In early 1992, United Nations peacekeeping troops were deployed to the
area to help quell the fighting in the region.
In the course of
1991-92, Slovenia, Croatia and Bosnia-Herzegovina seceded from Yugoslavia
through violence, while Macedonia separated peacefully. The secessionist
republics quickly won international recognition. Serbia and Montenegro
chose to stay in Yugoslavia. At the joint session of the assemblies
of Yugoslavia, Serbia and Montenegro in Belgrade on Apr. 27, 1992, the
Serbs and Montenegrins adopted the constitution of the Federal Republic
of Yugoslavia.
Since Serbia-Montenegro
was under de facto rule of President Milosevic, the army was under the
control of Milosevics ally, General Momcilo Perisic. No particular
opposition movement, including the Serbian Renewal movement or the semi-fascist
Serbian Radical Party, managed to offer a serious challenge to Milosevics
control. Indeed, when opposition leaders called for a non-confidence
vote in the government, Milosevic dissolved parliament and called for
new elections.
Milosevics
regime was faced with trying to maintain political control of the volatile
and predominantly Albanian region of Kosovo, as well as the unstable
Sandzak Muslin enclave next to Bosnia.

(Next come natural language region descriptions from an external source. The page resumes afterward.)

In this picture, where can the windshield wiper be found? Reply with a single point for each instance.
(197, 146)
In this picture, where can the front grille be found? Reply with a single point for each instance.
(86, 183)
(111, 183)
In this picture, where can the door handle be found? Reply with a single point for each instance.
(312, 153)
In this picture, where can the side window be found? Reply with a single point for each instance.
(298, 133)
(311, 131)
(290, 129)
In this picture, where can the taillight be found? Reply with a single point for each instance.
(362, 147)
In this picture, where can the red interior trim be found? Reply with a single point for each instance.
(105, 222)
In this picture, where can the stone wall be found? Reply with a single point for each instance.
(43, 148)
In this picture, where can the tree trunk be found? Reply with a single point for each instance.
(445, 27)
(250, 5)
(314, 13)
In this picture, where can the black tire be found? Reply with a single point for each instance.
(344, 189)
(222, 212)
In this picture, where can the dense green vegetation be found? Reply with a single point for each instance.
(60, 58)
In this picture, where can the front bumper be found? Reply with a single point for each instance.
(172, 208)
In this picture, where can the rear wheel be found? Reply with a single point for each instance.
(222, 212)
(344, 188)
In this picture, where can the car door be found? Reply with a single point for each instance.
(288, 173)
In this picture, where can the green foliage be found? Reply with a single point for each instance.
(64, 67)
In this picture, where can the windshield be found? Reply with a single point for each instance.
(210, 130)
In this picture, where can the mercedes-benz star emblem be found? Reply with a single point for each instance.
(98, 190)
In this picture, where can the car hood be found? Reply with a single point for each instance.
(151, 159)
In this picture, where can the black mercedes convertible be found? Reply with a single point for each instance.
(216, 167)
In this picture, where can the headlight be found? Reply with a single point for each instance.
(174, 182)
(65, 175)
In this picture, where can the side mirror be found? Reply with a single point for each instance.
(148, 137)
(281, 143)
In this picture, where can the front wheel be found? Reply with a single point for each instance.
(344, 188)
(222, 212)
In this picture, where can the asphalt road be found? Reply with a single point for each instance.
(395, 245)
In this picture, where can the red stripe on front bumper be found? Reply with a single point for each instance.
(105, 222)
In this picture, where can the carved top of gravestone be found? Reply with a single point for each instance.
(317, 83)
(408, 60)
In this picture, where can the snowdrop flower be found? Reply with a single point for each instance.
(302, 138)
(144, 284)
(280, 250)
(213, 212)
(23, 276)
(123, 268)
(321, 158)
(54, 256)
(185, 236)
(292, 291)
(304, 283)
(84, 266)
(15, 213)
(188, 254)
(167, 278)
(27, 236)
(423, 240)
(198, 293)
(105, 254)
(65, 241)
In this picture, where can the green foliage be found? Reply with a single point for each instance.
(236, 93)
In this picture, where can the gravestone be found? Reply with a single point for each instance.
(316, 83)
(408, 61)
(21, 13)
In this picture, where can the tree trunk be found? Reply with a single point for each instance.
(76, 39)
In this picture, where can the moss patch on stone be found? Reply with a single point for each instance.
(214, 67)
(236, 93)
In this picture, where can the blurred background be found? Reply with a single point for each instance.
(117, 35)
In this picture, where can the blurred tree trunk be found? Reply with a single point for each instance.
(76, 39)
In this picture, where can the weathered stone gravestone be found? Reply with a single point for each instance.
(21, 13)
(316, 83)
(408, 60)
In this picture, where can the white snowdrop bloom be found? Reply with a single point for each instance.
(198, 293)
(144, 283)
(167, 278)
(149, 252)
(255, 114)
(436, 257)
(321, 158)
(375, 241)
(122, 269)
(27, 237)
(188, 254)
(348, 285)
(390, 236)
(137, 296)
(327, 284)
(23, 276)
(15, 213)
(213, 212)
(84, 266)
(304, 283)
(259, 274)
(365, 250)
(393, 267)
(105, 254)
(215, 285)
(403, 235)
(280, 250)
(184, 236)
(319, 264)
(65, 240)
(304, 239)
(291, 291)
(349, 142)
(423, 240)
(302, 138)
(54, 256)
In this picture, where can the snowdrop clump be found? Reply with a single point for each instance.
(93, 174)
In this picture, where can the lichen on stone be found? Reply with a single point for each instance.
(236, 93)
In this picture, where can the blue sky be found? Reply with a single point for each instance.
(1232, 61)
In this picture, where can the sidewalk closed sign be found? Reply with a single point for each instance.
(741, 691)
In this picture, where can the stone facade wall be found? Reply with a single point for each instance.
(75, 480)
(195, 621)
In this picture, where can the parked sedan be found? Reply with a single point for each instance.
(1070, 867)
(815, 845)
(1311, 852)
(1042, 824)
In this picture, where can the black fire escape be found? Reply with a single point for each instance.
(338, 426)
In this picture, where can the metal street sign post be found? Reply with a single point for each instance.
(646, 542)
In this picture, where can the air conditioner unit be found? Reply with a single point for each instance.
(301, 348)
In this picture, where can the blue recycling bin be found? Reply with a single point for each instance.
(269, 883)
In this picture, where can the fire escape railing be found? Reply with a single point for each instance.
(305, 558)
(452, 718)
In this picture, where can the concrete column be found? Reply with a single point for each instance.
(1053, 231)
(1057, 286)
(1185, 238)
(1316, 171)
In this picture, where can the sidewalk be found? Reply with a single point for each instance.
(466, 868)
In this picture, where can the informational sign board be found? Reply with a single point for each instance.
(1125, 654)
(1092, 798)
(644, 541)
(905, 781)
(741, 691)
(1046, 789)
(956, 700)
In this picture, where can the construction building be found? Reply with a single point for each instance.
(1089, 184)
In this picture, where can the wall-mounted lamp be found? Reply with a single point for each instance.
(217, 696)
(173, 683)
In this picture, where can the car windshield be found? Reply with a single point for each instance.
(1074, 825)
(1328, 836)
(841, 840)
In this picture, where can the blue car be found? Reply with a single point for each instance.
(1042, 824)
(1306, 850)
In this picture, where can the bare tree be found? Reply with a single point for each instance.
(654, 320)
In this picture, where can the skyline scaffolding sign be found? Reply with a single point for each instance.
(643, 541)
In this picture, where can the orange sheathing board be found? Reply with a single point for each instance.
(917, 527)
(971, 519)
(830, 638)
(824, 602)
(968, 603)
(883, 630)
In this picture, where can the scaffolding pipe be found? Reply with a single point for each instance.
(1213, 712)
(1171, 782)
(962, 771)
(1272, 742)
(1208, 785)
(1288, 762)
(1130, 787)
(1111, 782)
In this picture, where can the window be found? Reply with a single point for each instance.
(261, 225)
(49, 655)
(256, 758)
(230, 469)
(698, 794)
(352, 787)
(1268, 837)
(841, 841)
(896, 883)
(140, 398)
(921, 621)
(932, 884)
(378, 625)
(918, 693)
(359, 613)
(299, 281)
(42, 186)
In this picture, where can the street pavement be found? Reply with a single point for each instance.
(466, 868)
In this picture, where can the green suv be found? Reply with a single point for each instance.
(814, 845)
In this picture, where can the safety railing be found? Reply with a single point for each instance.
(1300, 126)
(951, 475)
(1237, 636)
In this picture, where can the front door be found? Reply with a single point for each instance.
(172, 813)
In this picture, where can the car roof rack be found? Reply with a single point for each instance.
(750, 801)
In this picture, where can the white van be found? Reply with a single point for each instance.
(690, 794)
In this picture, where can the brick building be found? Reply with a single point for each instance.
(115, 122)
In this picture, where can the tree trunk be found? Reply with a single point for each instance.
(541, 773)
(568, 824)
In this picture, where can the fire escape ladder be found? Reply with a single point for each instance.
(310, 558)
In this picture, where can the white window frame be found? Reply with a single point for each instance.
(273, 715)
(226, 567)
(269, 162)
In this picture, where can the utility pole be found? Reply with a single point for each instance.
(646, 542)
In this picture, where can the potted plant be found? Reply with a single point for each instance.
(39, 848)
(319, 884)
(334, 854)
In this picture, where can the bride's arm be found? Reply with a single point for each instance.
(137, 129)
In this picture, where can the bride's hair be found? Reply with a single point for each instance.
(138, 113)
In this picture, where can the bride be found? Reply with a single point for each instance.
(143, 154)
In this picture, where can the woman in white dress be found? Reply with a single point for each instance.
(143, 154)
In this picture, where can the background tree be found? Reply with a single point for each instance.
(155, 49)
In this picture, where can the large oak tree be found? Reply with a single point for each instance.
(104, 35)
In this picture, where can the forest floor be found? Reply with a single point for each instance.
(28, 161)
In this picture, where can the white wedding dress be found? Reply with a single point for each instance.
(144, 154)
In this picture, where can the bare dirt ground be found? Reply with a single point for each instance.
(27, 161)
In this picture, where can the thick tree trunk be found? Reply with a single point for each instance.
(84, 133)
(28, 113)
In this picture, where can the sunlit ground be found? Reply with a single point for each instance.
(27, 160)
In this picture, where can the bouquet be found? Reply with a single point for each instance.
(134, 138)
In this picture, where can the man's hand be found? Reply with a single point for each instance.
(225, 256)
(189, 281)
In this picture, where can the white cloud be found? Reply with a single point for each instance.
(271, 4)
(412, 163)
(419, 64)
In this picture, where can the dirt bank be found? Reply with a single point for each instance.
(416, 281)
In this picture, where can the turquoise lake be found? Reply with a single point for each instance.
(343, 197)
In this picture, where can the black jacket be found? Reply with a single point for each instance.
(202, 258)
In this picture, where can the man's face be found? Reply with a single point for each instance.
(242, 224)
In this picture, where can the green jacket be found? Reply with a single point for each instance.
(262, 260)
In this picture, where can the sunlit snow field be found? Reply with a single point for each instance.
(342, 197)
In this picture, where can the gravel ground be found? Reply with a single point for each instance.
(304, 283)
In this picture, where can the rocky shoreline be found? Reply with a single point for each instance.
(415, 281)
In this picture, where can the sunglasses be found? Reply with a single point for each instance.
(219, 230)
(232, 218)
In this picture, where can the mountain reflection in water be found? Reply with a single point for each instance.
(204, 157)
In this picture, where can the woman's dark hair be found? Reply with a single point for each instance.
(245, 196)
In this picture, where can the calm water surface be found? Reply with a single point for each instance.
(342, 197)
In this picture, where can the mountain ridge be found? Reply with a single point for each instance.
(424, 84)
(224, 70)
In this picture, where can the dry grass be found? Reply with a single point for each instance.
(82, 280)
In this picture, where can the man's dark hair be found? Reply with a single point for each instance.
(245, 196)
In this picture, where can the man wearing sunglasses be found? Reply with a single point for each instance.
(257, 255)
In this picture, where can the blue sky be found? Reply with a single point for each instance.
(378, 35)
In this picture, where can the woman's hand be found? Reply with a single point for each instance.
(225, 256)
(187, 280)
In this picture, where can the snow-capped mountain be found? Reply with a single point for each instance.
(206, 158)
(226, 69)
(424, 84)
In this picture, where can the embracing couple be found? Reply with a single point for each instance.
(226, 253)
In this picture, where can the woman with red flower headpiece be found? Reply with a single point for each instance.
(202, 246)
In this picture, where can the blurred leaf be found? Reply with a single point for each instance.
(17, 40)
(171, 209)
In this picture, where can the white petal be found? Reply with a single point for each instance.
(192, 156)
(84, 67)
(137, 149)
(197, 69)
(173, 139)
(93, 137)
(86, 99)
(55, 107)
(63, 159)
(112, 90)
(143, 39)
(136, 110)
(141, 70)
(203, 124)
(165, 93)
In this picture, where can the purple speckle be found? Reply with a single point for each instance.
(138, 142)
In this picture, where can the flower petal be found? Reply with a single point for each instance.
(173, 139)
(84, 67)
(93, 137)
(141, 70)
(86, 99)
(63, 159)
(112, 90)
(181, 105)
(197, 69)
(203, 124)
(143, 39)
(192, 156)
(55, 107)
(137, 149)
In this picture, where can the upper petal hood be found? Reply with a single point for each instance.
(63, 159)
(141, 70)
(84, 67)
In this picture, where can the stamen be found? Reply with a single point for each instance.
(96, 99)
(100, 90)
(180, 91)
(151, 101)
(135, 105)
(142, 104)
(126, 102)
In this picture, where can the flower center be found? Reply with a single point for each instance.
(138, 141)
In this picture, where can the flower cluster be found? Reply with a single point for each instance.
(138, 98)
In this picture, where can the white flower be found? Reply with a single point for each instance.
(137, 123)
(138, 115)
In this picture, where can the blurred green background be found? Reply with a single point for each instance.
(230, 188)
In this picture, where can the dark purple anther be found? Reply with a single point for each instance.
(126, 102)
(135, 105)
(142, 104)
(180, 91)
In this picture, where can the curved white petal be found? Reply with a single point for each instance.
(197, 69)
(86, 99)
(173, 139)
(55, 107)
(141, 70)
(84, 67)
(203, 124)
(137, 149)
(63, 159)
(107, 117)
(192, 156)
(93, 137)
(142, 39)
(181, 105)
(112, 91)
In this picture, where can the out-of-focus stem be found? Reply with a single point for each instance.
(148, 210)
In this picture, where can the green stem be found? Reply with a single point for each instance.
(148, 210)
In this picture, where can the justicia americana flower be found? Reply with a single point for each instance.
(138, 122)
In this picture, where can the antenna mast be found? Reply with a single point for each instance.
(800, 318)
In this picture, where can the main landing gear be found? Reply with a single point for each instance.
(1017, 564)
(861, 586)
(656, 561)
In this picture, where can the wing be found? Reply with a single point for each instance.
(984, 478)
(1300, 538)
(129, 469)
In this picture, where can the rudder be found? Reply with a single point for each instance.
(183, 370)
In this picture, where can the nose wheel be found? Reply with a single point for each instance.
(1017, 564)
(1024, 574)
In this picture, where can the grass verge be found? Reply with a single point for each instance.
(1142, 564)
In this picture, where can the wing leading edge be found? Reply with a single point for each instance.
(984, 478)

Interestingly, the Milosevic
administration had some degree of a challenge from then-Montenegrin
president, Momir Bulatovic, who, in the early 1990s, demonstrated an
increasingly independent pattern of policy making. At that time, several
Montenegrin members of Milosevics coalition in parliament resigned
in protest of Montenegros subordinate relations with Serbia.